Officials’ threats to speech have been levelled mainly at Trump’s opponents on the left.

But the tonal shift from a government so intent months ago on protecting free expression — however unsavoury — has drawn a backlash on the right.

It has also begged a question: how far will an administration that has repeatedly challenged established legal precedent and judicial authority go when it comes to the constitution’s free speech protections in the First Amendment?

Floyd Abrams, senior counsel at Cahill Gordon & Reindel, said: “It’s one thing to denounce hate speech . . . but it’s quite something else to ban it or to jail people for engaging in it.”

“Certain sorts of speech deserve to be criticised but that doesn’t mean there’s a role for the government in limiting or punishing the speech.”

The EU and UK have rules against hate speech, though these have proven controversial at times.
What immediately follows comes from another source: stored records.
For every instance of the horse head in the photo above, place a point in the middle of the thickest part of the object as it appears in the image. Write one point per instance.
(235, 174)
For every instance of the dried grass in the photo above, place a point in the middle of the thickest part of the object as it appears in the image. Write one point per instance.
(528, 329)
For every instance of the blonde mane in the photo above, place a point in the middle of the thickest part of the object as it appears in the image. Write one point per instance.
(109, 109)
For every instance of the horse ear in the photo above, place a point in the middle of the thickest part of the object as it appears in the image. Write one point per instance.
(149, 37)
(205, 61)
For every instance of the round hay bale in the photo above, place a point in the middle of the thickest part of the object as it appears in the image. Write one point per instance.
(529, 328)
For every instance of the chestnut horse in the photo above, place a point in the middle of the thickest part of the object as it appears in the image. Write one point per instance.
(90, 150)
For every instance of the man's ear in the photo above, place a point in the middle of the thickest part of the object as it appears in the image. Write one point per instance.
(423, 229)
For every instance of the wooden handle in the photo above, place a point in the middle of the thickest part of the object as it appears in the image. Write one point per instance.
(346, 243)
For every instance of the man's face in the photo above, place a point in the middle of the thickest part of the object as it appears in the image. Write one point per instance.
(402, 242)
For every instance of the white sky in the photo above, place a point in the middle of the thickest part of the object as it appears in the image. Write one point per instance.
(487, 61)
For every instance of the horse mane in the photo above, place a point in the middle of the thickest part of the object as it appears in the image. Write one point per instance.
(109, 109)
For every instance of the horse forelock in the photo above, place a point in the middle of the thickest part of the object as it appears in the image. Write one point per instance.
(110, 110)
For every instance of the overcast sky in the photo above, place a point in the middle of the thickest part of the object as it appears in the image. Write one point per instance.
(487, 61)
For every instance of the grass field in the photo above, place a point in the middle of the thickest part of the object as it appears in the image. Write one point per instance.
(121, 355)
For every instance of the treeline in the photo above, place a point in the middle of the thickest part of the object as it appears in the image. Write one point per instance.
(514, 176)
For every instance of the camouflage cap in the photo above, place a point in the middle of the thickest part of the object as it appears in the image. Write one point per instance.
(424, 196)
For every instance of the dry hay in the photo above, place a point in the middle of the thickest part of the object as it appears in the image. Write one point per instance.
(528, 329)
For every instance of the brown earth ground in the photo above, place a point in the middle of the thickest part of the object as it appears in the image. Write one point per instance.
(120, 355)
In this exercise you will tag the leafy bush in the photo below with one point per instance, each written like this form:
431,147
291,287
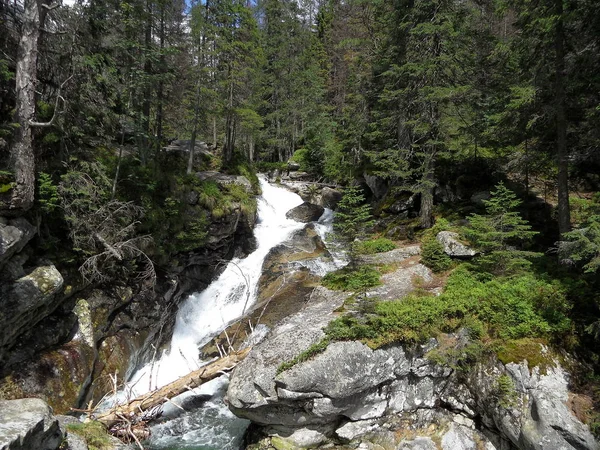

In the UK, the head of the police inspectorate Sir Andy Cooke this month said officers risked becoming “thought police” unless there was more clarity about what constitutes criminal content.

Reform UK leader Nigel Farage has likened the UK to North Korea and criticised the recent arrest of Irish comedy writer Graham Linehan in London over his social media posts about transgender people.

A march in Washington DC in August protesting Trump’s use of federal agents and the National Guardsmen to police the city © Dominic Gwinn/Middle East Images/AFP/Getty

Vance also took aim at European countries during a speech in Munich earlier this year, in which he said EU officials were too quick to threaten to shut down social media at moments of unrest. “In Britain, and across Europe, free speech, I fear, is in retreat,” he said.

By contrast, US laws do far less to define or restrict speech that expresses or incites hatred.

Brendan Carr, the Trump-appointed chair of the Federal Communications Commission, said at a Politico conference this week: “I think you can draw a pretty clear line, and the Supreme Court has done this for decades, that our First Amendment, our free speech tradition, protects almost all speech.”

But Carr also later threatened Disney about Kimmel’s Kirk remarks, suggesting the FCC could act against the channel.

Conservative commentators from the Wall Street Journal’s opinion pages to the National Review have noted there is no US law distinguishing hate speech from free speech.

Some also pointed to comments Kirk made last year, saying hate speech, “ugly speech”, “gross speech”, and “evil speech” were all protected by the First Amendment.

But Bondi posted on X that while the First Amendment “protects ideas, debate, even dissent”, it does not protect “hate speech that crosses the line into threats of violence”.

As Trump left the White House for a state visit to the UK this week, a reporter asked him about Bondi’s comments on hate speech.

“We will probably go after people like you because you treat me so unfairly,” he replied.